South African platinum group metals (PGM) producers such as Impala Platinum (Implats), Sibanye-Stillwater, Anglo American Platinum (Amplats), and smaller players such as Wesizwe Platinum, have been retrenching and restructuring their operations.

This has resulted in the closure of non-profitable shafts, laying off of mineworkers and curtailment of capital deployment into new and expansion projects.

Despite refined mine supply of platinum experiencing a 4% year-on-year increase in the second quarter of the current year to 1.5 million ounces, the global PGM industry is projected to remain in deficit, the World Platinum Investment Council (WIPC) said yesterday.

The growth in refined mine supply for the second quarter period has, however, been attributed to “growth from South Africa, which offset declines” from other regions.

“South Africa’s output rose by 7% year-on-year to 1.1 million ounces, underpinned by higher refining volumes from Amplats and Implats,” said the WIPC in its latest report for the second quarter of 2024.

This was despite the implementation of restructuring efforts and capital deferment programmes to ease margin pressure stemming from low PGM basket prices. This was worsening retrenchments across South Africa’s PGM industry.

“We estimate that South Africa’s PGM mining industry will have reduced its headcount by around 10 000 employees in 2024. This 6% headcount reduction is higher than our forecast that South African platinum production declines by 2% year-on-year in 2024,” explained the WIPC.

Although the South African PGM miners had met production guidance so far through 2024, if the backdrop of a shrinking workforce is considered in conjunction with lower capital expenditure, the risk premium for production erosion in the future escalates.

Against this background, South African platinum production has declined by 1.7% compound annual growth rate since 2006. This, according to the WIPC, illustrates “the challenges facing primary platinum supply” from South Africa, which has the world’s largest reserves of the precious metal.

The challenges faced by South African producers has prompted the WIPC to dim its view of global platinum supply. It said in its report that total mined platinum supply is forecast to decrease 2% year-on-year to 5.5 million ounces and attributed this to the “anticipated declines in South Africa” as well as from Russia.

“South African supply is expected to fall by 2% to 3.8 million ounces, as cost-driven restructuring efforts offset growth from project ramp-ups,” said the WIPC.

This comes as the drop in PGM prices has exerted significant margin pressure across much of the South African miners’ cost curve. In reaction to this, South African producers had announced a series of cost-cutting measures for 2024, including the workforce reductions, deferred project development, reduced capital expenditure and infrastructure closures.

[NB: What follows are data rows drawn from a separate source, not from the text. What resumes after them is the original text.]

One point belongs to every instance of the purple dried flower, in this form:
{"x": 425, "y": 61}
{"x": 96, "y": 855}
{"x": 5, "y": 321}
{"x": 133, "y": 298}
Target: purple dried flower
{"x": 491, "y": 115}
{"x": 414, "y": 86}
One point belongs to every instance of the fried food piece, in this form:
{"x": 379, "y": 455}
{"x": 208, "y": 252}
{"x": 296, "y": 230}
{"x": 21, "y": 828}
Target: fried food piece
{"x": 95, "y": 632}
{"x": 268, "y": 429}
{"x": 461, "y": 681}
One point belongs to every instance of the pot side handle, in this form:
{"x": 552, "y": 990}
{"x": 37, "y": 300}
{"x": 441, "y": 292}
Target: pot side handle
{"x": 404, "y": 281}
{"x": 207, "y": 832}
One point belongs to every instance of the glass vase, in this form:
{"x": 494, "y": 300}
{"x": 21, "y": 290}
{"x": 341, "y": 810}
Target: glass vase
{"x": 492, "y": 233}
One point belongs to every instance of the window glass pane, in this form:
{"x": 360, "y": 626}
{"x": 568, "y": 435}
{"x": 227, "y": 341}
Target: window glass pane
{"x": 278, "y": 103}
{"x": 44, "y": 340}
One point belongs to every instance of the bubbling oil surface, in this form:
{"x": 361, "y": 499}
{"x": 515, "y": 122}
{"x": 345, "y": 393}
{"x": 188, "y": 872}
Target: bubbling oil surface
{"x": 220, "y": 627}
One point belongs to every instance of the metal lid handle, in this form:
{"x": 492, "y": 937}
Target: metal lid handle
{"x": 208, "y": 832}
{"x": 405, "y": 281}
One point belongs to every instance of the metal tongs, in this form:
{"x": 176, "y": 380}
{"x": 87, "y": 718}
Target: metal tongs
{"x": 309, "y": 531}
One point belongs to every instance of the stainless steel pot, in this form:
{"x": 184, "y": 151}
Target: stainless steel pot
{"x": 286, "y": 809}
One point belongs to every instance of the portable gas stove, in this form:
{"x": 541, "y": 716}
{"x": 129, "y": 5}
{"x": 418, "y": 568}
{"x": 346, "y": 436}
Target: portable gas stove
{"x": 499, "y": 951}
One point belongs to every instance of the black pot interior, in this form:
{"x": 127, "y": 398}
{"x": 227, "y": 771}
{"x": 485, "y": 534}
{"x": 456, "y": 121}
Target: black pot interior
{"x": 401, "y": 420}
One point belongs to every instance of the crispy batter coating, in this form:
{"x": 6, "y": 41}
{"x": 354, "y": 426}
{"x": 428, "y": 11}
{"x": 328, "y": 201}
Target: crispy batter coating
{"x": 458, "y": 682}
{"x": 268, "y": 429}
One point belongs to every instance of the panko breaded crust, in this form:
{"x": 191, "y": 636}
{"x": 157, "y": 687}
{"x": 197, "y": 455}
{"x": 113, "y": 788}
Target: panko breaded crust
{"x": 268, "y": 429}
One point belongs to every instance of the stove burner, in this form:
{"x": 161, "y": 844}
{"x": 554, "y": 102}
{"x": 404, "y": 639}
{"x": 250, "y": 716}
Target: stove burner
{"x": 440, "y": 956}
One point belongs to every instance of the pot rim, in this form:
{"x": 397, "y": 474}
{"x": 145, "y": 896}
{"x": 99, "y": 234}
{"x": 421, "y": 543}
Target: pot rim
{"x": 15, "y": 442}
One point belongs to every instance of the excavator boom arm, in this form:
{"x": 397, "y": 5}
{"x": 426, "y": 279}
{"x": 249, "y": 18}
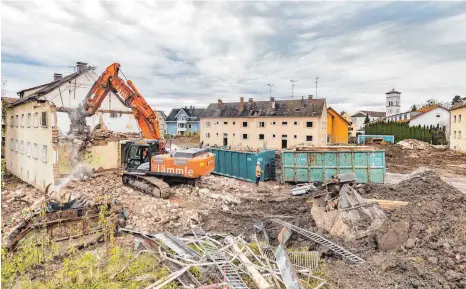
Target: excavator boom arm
{"x": 128, "y": 94}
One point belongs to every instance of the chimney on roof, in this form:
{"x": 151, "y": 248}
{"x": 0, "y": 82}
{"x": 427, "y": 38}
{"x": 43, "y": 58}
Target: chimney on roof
{"x": 80, "y": 66}
{"x": 57, "y": 76}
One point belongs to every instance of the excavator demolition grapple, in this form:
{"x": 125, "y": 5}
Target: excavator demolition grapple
{"x": 148, "y": 166}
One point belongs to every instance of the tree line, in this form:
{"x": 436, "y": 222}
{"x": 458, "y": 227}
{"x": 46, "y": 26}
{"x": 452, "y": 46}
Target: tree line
{"x": 432, "y": 134}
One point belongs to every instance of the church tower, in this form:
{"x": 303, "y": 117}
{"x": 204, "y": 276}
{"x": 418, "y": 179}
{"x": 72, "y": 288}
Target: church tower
{"x": 392, "y": 102}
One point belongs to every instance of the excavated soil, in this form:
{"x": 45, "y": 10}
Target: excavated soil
{"x": 430, "y": 253}
{"x": 403, "y": 160}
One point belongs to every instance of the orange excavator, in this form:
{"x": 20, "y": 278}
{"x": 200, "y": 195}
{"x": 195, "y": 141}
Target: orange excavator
{"x": 148, "y": 166}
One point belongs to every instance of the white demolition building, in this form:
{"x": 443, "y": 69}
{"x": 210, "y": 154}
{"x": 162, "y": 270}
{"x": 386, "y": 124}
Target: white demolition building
{"x": 37, "y": 149}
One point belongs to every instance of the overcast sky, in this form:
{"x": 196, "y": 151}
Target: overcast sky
{"x": 184, "y": 53}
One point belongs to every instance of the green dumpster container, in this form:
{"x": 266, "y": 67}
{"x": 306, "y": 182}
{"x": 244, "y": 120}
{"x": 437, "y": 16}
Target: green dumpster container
{"x": 320, "y": 163}
{"x": 242, "y": 165}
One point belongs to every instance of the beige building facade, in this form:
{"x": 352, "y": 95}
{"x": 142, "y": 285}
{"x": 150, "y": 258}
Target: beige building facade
{"x": 458, "y": 127}
{"x": 265, "y": 124}
{"x": 37, "y": 147}
{"x": 31, "y": 143}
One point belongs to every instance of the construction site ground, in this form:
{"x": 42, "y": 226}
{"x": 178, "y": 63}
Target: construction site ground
{"x": 428, "y": 236}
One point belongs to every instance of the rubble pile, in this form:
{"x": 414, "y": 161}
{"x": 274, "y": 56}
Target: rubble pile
{"x": 102, "y": 136}
{"x": 421, "y": 245}
{"x": 414, "y": 144}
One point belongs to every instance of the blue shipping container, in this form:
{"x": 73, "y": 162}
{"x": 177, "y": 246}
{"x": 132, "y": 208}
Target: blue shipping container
{"x": 319, "y": 164}
{"x": 388, "y": 138}
{"x": 242, "y": 165}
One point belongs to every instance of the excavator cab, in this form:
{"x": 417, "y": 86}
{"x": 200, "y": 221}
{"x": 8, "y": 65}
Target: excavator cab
{"x": 138, "y": 154}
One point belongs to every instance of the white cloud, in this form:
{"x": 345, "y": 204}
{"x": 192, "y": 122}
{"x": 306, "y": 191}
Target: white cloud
{"x": 180, "y": 53}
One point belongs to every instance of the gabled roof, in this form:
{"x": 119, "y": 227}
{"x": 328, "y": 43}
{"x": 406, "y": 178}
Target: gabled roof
{"x": 339, "y": 115}
{"x": 428, "y": 109}
{"x": 460, "y": 104}
{"x": 9, "y": 100}
{"x": 295, "y": 107}
{"x": 48, "y": 87}
{"x": 363, "y": 113}
{"x": 191, "y": 112}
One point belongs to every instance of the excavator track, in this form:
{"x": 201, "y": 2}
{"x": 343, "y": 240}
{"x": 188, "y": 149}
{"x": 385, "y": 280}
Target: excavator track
{"x": 148, "y": 185}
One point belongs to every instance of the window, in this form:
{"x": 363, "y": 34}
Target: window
{"x": 36, "y": 151}
{"x": 44, "y": 154}
{"x": 44, "y": 119}
{"x": 36, "y": 119}
{"x": 112, "y": 114}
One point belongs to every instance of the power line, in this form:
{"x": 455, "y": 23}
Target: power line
{"x": 270, "y": 89}
{"x": 292, "y": 87}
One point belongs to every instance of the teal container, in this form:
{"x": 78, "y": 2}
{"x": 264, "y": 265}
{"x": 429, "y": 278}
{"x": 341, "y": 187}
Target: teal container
{"x": 319, "y": 164}
{"x": 242, "y": 165}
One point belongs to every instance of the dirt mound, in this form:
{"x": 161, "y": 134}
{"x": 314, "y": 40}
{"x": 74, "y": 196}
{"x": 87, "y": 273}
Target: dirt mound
{"x": 421, "y": 245}
{"x": 414, "y": 144}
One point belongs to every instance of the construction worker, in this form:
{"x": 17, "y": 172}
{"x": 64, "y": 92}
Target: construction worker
{"x": 258, "y": 173}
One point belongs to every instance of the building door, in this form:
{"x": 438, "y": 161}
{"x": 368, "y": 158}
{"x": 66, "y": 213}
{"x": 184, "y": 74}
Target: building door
{"x": 284, "y": 141}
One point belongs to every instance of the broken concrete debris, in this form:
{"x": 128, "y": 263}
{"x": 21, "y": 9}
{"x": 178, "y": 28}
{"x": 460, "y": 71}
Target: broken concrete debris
{"x": 232, "y": 260}
{"x": 341, "y": 211}
{"x": 73, "y": 224}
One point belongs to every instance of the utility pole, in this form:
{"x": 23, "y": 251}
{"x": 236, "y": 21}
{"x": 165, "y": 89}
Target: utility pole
{"x": 317, "y": 81}
{"x": 292, "y": 87}
{"x": 270, "y": 89}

Although the full impact of these actions on production volumes was likely to be more pronounced post the current year, the WIPC said South Africa’s mine supply forecast for this year was already approximately 500 000 ounces lower compared to pre-Covid levels.

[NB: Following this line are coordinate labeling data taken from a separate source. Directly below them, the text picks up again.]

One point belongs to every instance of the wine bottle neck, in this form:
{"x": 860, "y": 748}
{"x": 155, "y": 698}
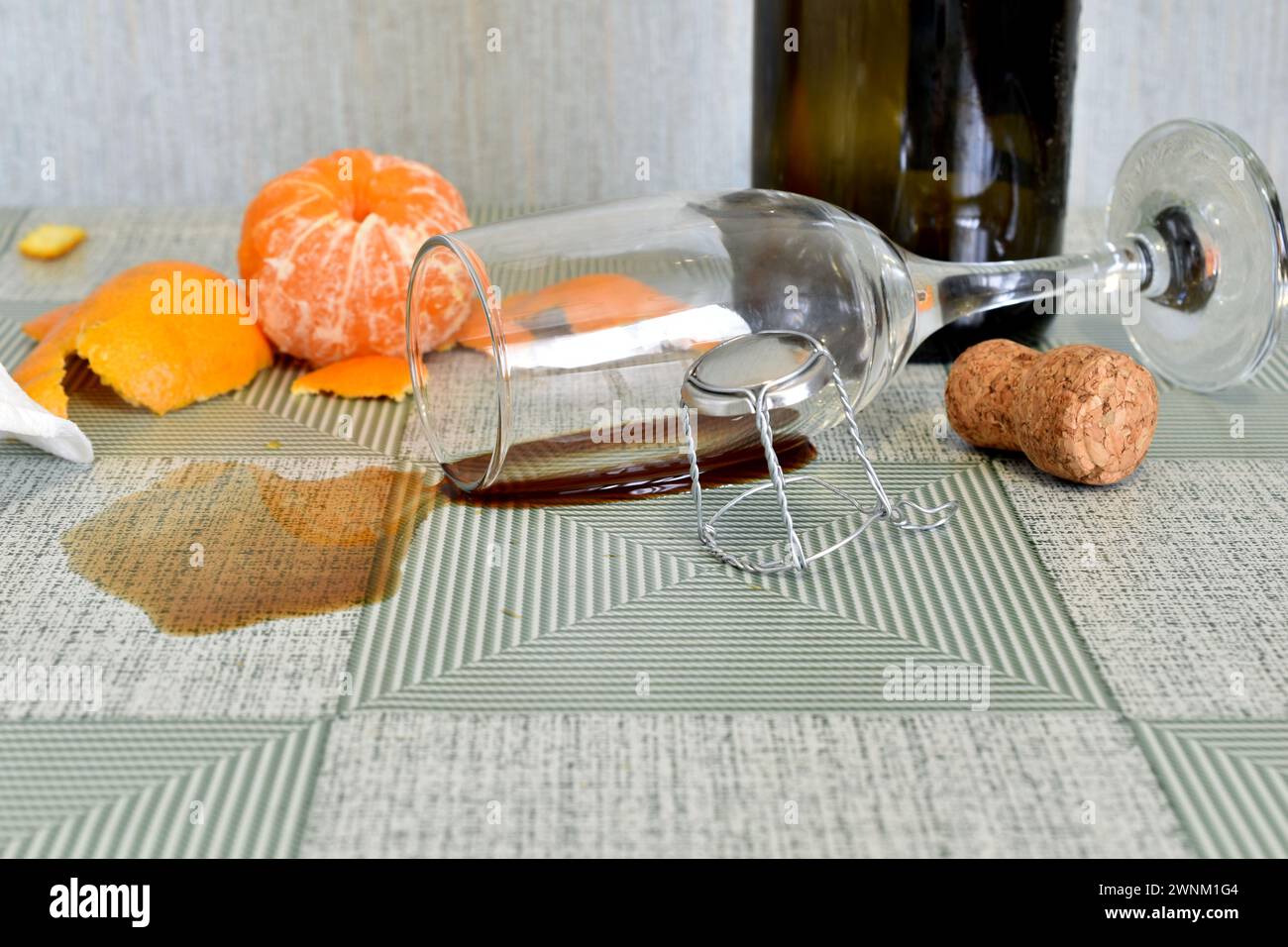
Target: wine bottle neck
{"x": 1098, "y": 282}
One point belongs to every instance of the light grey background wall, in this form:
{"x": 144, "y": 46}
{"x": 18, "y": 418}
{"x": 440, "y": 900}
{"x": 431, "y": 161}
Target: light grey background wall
{"x": 116, "y": 93}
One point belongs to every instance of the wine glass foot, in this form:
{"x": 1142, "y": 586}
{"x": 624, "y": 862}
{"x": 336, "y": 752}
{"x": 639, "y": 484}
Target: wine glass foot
{"x": 1207, "y": 211}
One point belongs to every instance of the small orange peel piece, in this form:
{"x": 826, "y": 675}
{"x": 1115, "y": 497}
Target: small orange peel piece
{"x": 51, "y": 241}
{"x": 162, "y": 335}
{"x": 364, "y": 376}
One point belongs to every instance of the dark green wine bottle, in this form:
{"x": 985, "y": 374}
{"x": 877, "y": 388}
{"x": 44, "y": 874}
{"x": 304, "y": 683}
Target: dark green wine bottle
{"x": 944, "y": 123}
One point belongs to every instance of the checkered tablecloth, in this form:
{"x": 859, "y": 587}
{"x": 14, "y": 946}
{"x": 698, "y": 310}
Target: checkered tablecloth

Overall, the global platinum market deficit is projected to touch 1 million ounces for this year against an expected increase of 3% in total demand to 8.1 million ounces.

Investment demand of 517 000 ounces is forecast for the year, boosted by ETF inflows and strong growth in bar and coin demand in China, while a jump in jewellery demand in the second quarter is expected to contribute an overall 7% increase.

The forecast demand for PGMs from the automotive sector is seen at a seven-year high of 3.3 million ounces, while industrial demand is forecast to increase 1% this year.